Le passage du cyclone Fytia à Madagascar a provoqué d’importantes inondations et des dégâts considérables dans le nord-ouest de l’île, accentuant la vulnérabilité d’une population déjà éprouvée par des crises politiques, économiques et climatiques à répétition.
Le cyclone Fytia a laissé derrière lui un paysage de désolation. En traversant Madagascar durant le week-end, la tempête tropicale a déclenché de vastes inondations et causé d’importantes destructions dans le nord-ouest du pays.
Selon une mise à jour du Bureau des affaires humanitaires des Nations unies (OCHA), le bilan humain reste provisoire : au moins sept personnes ont perdu la vie, une autre est portée disparue et plusieurs blessés ont été recensés. Plus de 20 000 personnes ont été déplacées, contraintes d’abandonner des habitations devenues inhabitables.
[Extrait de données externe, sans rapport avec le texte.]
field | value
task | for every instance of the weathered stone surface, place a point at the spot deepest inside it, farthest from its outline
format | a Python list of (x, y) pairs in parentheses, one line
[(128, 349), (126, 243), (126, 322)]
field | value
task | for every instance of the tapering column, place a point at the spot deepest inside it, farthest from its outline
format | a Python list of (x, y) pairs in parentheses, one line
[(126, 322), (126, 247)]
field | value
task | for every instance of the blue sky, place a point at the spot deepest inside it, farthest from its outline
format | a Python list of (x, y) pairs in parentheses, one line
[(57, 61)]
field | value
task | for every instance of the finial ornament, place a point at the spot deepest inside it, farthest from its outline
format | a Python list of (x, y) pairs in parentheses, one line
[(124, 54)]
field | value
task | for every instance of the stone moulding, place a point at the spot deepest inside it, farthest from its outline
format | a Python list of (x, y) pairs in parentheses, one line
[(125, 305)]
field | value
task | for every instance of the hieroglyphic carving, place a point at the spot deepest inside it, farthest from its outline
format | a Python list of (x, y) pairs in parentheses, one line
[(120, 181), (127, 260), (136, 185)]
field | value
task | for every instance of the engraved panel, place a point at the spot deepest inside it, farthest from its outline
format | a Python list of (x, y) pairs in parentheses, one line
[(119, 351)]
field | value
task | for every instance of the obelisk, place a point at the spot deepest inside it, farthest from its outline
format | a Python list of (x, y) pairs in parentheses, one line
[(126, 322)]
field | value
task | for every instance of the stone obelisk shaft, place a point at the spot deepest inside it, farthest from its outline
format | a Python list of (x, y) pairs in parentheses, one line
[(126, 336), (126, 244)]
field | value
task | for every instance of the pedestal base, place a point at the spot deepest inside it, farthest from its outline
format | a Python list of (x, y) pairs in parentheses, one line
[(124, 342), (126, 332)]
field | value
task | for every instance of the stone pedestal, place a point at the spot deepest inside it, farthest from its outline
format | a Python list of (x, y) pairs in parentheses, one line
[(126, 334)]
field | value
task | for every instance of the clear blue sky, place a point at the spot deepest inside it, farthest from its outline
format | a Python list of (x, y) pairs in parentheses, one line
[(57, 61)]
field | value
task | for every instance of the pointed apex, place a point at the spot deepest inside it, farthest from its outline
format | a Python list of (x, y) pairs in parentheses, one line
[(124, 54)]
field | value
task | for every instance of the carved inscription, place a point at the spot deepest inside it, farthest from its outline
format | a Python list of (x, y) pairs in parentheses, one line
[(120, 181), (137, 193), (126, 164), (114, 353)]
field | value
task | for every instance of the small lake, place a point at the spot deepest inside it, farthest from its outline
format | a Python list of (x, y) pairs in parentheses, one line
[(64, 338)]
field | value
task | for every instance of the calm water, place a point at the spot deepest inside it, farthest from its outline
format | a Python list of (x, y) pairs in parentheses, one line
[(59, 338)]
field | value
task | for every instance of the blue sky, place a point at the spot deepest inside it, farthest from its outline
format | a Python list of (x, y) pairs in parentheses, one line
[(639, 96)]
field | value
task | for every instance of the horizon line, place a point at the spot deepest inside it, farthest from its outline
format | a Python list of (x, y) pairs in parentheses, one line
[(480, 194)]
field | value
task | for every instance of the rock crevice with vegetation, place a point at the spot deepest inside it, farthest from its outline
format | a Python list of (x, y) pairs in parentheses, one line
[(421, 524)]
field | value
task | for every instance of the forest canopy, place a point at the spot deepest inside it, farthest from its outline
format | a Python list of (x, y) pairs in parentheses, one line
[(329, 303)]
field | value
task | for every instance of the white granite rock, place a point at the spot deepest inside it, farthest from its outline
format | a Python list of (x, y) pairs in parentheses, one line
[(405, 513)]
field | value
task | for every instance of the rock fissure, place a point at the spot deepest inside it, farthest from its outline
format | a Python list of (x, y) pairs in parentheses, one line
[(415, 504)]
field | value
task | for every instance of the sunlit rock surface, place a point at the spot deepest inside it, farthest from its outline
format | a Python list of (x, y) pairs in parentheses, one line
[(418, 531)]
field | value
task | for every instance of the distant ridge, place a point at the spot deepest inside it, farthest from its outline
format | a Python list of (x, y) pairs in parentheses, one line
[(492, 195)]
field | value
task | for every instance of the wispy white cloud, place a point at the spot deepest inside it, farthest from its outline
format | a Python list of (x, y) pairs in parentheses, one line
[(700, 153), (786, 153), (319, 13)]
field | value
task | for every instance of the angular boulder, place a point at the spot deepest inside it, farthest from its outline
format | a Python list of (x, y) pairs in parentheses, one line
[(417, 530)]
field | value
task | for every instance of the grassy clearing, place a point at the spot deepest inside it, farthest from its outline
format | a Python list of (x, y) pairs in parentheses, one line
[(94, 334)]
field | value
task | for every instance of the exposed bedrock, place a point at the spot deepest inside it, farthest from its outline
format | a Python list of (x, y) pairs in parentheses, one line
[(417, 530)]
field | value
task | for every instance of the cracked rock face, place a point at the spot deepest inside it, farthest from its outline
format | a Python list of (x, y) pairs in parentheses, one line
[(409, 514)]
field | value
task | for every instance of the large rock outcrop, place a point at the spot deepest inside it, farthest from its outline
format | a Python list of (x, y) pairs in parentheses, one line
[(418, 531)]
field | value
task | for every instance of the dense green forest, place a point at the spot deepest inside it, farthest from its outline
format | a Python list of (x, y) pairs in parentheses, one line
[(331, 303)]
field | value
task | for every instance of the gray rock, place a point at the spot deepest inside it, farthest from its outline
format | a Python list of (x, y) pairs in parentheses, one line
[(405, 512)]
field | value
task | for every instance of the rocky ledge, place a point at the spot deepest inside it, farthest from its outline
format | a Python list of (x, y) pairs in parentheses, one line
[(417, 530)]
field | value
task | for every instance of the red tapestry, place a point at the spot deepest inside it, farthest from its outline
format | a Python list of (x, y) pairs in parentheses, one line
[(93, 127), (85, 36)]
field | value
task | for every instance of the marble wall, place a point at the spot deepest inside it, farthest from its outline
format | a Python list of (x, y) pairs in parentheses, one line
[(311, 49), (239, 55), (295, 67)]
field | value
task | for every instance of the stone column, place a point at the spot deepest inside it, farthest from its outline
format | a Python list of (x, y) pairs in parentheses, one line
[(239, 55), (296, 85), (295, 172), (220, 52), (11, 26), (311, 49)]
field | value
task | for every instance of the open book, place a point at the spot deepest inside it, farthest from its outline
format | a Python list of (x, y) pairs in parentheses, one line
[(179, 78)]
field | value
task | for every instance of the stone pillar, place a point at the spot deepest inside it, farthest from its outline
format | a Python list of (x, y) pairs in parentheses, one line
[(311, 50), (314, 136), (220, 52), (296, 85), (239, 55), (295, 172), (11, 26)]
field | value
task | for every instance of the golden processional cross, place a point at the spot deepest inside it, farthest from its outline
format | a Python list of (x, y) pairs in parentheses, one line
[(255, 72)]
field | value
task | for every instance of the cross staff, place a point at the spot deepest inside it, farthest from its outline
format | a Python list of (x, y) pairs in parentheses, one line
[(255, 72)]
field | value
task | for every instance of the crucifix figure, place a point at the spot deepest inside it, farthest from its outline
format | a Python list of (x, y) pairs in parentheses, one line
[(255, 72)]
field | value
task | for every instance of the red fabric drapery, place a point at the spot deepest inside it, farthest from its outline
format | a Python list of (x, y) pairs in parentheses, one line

Les premières évaluations font état de plus de 14 000 maisons inondées, endommagées ou détruites. Environ 250 salles de classe ont également été touchées, perturbant la scolarité de milliers d’enfants. Les fortes pluies ont par ailleurs atteint la capitale, Antananarivo, soulignant une nouvelle fois la vulnérabilité des infrastructures face à des épisodes climatiques de plus en plus violents.
Face à l’urgence, les autorités ont engagé des opérations de secours. « Le gouvernement dirige les interventions et a déployé une aide alimentaire dans les zones touchées », a indiqué le porte-parole de l’ONU, Stéphane Dujarric, lors de son point de presse quotidien à New York. Plusieurs centaines de tonnes de vivres ont été acheminées vers les districts affectés.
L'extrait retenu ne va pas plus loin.